Wann die neue Zeit begann? Ach, neue Zeiten haben so viele erste Jahre. An zwei Feste erinnert sich Hansen, schöne Feste mit Gedichten und Ansprachen und Musik. Das letzte wurde 1969 gefeiert, das Wasserfest, als die Hallig über eine tief in den Schlick eingespülte Doppelrohrleitung glücklich mit dem Wassernetz des Festlandes verbunden war. Fließendes, frisches Wasser! Das Ende der Hooger Wassernot, sagt Hansen, sei ihm sehr bedeutsam erschienen, denn wie oft sei es in der Vergangenheit vorgekommen, daß eine Flut das Süßwasser in den Soodbrunnen und Fethingen versalzte und das Vieh in den Ställen vor Durst brüllte und auch die Menschheit litt. Noch 1962, als die erste der vier großen Sturmfluten des bisherigen Jahrhunderts Hooge heimsuchte und so sehr verwüstete, daß vieles nicht mehr zu retten, sondern nur von allem Anfang an und neu zu machen war, Höfe, Dächer, Wege, ja ganze Warften … noch damals also mußten sieben Millionen Liter Wasser mühselig vom Festland herübergeschafft werden, um das Übel zu lindern. Und so, sagt Hansen, habe er sich über das Wasserfest auch mehr gefreut als über das Lichtfest, das schon zehn Jahre früher gefeiert wurde.

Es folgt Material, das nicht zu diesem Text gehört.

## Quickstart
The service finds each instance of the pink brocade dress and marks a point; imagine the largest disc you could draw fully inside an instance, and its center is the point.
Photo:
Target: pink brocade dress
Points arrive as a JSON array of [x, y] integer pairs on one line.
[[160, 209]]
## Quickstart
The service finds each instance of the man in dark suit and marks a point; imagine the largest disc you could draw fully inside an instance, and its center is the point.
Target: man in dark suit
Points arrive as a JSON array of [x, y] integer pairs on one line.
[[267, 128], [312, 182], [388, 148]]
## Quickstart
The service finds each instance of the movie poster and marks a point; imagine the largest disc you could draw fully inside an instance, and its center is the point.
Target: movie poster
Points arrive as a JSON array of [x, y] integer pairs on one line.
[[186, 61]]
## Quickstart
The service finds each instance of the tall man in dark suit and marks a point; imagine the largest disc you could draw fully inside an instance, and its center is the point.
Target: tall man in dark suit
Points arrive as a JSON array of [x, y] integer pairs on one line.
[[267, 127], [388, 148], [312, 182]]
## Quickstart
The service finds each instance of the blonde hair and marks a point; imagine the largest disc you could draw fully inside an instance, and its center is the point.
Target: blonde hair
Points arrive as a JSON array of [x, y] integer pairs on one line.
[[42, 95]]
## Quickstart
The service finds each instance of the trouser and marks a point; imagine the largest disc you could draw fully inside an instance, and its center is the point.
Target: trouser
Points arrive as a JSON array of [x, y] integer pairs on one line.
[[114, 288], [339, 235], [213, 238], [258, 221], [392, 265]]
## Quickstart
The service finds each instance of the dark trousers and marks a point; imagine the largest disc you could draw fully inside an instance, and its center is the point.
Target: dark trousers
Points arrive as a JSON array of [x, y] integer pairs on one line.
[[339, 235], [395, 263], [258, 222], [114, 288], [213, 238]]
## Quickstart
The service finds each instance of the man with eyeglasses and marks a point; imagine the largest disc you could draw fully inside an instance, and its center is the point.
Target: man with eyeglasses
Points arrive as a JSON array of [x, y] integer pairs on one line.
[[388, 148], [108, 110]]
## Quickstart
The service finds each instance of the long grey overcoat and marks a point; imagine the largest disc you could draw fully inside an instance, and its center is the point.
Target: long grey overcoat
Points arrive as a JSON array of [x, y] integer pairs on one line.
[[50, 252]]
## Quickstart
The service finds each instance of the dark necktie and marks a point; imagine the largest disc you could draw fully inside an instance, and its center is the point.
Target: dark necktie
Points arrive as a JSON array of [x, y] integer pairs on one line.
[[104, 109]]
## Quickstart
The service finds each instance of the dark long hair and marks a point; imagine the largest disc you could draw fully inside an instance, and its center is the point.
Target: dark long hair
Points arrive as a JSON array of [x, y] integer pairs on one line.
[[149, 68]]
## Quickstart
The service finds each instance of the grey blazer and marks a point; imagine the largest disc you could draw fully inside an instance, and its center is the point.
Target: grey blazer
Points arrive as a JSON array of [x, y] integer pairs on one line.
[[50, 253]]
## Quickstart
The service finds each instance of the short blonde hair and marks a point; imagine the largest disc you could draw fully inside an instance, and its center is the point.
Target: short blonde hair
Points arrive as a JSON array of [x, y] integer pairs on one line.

Mit dem Lichtfest, das der Verlegung eines zwanzigtausend Volt starken Kabels gegolten hatte, das Hooge an die Kraft des Festlandes anschloß, sei das alte Halligleben zu seinem Ende gekommen; ein Leben, dessen Beschwerlichkeit sich keiner von den Heutigen vorzustellen vermöchte. Das Kabel schuf diesem Leben eine solche Erleichterung, daß Hansen sich damals fragte, ob dies überhaupt noch das Hooger Leben sei. Mit der Beschwerlichkeit vergingen aber auch viele Künste des Bauerntums, der Fischerei und des Handwerks. Noch im Jahr des Lichtfestes brachte Otto Dell-Missier von der Hanswarft, geachteter Bürgermeister ist er jetzt und Vorarbeiter bei den Deichsetzern, das erste Fernsehgerät auf die Hallig. Die Welt kam dadurch zwar nicht näher, sagt Hansen, aber man konnte sie nun wenigstens aus der Ferne betrachten.
Schön war sie nicht.
Aber vielleicht ist die neue Zeit auch sehr viel älter als die Erinnerung an diese Feste, fast so alt wie Hansen selbst, alt wie der Sommerdeich vor seinen Fenstern. Denn was wäre das neue Hooge ohne diesen Deich? Vielleicht nur noch eine heillos veraltete Kontur auf den Seekarten, die hier ihre Gültigkeit so rasch verlieren; vielleicht nur noch ein zur Wildnis geschrumpftes, verkommenes Land, von Strandastern, Halligflieder und Salzmieren überwuchert und unbewohnbar, ein Land wie Norderoog, dieser dunkle Strich dort draußen im Watt, die Vogelinsel. Dort hauste der Einsiedler Jens Sörensen Wand einundvierzig Jahre seines Lebens in einem Pfahlbau und schützte die brütenden Brandseeschwalben, Sandregenpfeifer oder Eiderenten mit einem Prügel vor den Angriffen der Silber- und Sturmmöwen, bis er im Mai des Jahres 1950 in die Irre ging und in einem Priel ertrank. Hansen kannte den Vogelwärter gut.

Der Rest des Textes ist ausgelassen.